The First Law of Genghis Khan and the Virginia statute were similar in spirit.…

In 1204, Genghis Khan created the Mongol Empire. It quickly grew into the world’s largest, with Genghis learning that one of the major sources of conflict and violence among diverse peoples is religion. Among his subjects were millions of Muslims, Buddhists, Taoists, Christians and animists, and they not only fought each other but among themselves. To stop the bloodshed, Genghis used a powerful two-pronged approach. He gave everyone the right to chose their religion while bringing every organized religion firmly under the rule of law. He offered freedom of religion, in other words, but no separation of church and state. To enforce his power over religions, he lured officials with exemptions from taxes as well as state duties like military service. He also offered financial support, freedom of belief and practice, and respect so long as they obeyed him. If they showed the slightest sign of defiance? Death. Genghis saw that in matters of religion there was no need to persuade, bargain or compromise. The reward was wealth and freedom; the punishment, death.

But the Genghis Khan fad among America’s founders led to serious consequences that survive even now. Thomas Jefferson, author of the Declaration of Independence and Virginia’s law of religious freedom, repeatedly ordered copies of the Genghis biography by French scholar François Pétis de la Croix, for his own library and as gifts, including one for his granddaughter, as well as copies that eventually ended up in the Library of Congress and the University of Virginia. Like most intellectuals of the Enlightenment, Jefferson, a deist, believed in religious freedom, but such liberal thinkers usually understood this as a freedom of different sects to operate unhindered. Genghis flipped that freedom, making it not merely about religious operations but also about individual freedom and the right to choose any religion. Jefferson, in turn, used this model when he composed the Virginia law of religious freedom, the country’s first.
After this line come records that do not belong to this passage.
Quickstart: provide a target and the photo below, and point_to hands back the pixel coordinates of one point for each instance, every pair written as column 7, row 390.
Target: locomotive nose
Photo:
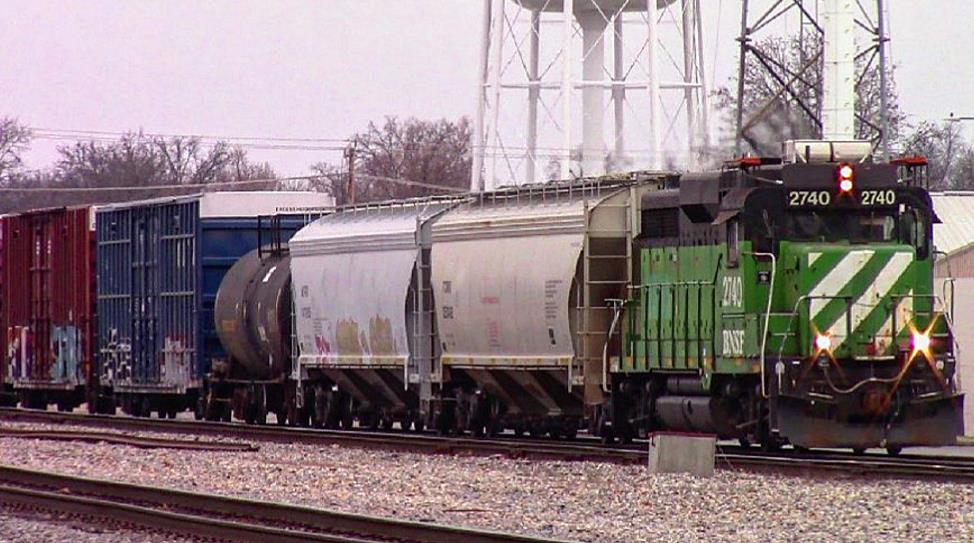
column 861, row 299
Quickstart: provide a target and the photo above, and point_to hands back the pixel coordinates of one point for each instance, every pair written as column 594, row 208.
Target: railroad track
column 220, row 517
column 951, row 468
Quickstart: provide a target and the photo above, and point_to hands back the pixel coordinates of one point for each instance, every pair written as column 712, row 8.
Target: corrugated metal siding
column 158, row 280
column 956, row 211
column 48, row 291
column 147, row 296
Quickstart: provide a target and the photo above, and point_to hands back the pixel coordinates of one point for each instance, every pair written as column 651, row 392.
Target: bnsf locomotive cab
column 793, row 300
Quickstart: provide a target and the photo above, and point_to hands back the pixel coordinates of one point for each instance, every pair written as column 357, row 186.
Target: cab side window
column 733, row 242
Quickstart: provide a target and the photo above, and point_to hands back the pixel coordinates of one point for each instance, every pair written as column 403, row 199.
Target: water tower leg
column 619, row 91
column 534, row 94
column 655, row 116
column 689, row 80
column 704, row 88
column 593, row 94
column 568, row 17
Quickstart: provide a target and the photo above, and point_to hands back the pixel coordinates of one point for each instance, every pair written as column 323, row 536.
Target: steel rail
column 728, row 457
column 141, row 442
column 223, row 517
column 404, row 441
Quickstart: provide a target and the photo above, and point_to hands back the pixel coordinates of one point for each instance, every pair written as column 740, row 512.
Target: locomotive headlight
column 845, row 174
column 921, row 341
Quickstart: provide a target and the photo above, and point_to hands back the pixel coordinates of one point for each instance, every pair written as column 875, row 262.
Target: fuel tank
column 252, row 315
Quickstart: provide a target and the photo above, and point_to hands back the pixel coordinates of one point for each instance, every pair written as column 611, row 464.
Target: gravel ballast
column 35, row 527
column 583, row 501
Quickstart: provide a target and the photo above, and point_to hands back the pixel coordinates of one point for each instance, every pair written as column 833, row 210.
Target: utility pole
column 350, row 161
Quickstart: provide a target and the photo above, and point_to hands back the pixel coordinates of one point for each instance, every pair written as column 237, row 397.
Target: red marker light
column 846, row 173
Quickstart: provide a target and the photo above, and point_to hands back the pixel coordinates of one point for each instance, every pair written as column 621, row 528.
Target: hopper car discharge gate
column 161, row 263
column 364, row 327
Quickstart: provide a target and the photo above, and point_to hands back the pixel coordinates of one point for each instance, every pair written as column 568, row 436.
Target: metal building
column 546, row 79
column 364, row 313
column 523, row 281
column 48, row 314
column 954, row 237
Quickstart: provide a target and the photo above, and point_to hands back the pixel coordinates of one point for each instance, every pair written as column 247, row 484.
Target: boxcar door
column 145, row 369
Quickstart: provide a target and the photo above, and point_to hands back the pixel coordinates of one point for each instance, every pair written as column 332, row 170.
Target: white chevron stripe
column 837, row 278
column 878, row 290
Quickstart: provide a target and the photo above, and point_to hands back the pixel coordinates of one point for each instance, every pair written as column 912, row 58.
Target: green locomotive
column 790, row 300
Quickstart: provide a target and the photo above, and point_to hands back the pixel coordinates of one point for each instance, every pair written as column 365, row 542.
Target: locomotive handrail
column 767, row 316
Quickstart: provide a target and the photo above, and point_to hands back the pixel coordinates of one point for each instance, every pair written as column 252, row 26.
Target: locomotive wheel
column 260, row 406
column 569, row 430
column 536, row 430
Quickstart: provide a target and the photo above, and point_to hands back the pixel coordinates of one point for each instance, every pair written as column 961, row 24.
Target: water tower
column 844, row 49
column 550, row 103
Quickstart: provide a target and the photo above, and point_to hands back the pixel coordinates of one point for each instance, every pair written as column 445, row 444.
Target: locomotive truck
column 791, row 301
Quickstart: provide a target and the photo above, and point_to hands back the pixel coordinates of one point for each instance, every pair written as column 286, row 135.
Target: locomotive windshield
column 766, row 222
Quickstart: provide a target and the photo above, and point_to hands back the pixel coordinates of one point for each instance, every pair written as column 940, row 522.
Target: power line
column 275, row 143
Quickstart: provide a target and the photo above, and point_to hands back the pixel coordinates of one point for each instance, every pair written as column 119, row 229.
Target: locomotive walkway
column 220, row 517
column 948, row 468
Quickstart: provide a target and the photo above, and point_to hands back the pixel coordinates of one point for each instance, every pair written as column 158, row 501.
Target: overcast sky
column 324, row 69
The words of Jefferson’s statute closely parallel those of Genghis’ law, as recorded in the biography that Jefferson found so intriguing: Mongol law forbade anyone “to disturb or molest any person on account of religion.” Similarly, Jefferson’s law prescribed “That no man shall … suffer on account of his religious opinions or belief.” Genghis Khan’s law insisted “that everyone should be left at liberty to profess that which pleased him best.” Jefferson’s law echoed, “That all men shall be free to profess … their opinions in matters of religion.” The First Law of Genghis Khan and the Virginia statute were both similar in spirit to but different in wording from the First Amendment to the U.S. Constitution, which reads: “Congress shall make no law respecting an establishment of religion, or prohibiting the free exercise thereof.”
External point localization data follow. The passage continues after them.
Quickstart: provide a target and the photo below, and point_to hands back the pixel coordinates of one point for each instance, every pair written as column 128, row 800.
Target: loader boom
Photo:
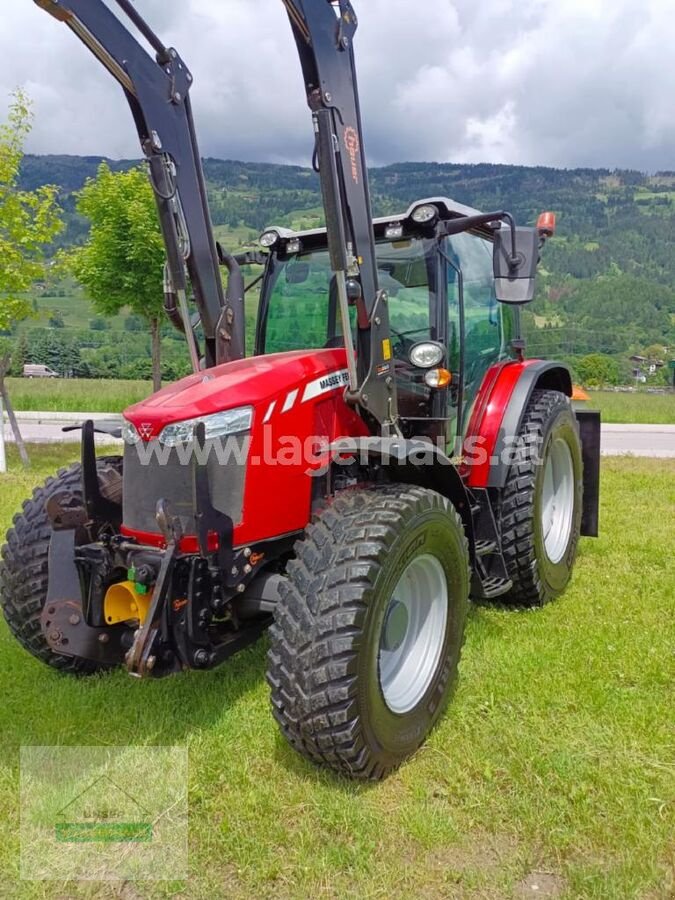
column 157, row 90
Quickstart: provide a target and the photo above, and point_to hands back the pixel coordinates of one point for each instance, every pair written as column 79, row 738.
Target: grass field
column 75, row 394
column 637, row 409
column 554, row 766
column 81, row 395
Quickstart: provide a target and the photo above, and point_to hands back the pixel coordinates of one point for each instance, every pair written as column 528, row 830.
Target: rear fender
column 498, row 415
column 411, row 462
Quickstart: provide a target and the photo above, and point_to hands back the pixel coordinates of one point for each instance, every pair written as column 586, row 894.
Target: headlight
column 426, row 355
column 425, row 214
column 438, row 378
column 232, row 421
column 268, row 239
column 130, row 433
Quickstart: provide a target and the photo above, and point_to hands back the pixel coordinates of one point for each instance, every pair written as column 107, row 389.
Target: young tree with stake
column 28, row 221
Genghis Khan’s policy resulted in a century of peace known as the Pax Mongolica. The United States followed his policy of freedom of religious choice for every religion and freedom of taxation for religious institutions, but with a separation of church and state. Religious authorities sometimes interpret the separation as a license to do as they please. Government officials have such fear of criticizing religion now that zealots of various stripes are able to operate freely, and the president hesitates to label self-proclaimed Muslim terrorists as Muslims.

Jefferson learned only half the lesson of Genghis Khan’s wisdom — and that truncated understanding serves as the foundation for Americans’ religious freedom. But the extreme freedom offered by Genghis resulted in a century of peace only because the Mongols were willing to execute the rebellious caliph of Islam, wipe out the fanatical cult of assassins in the mountains of Iran and kill everyone who posed a threat to that freedom.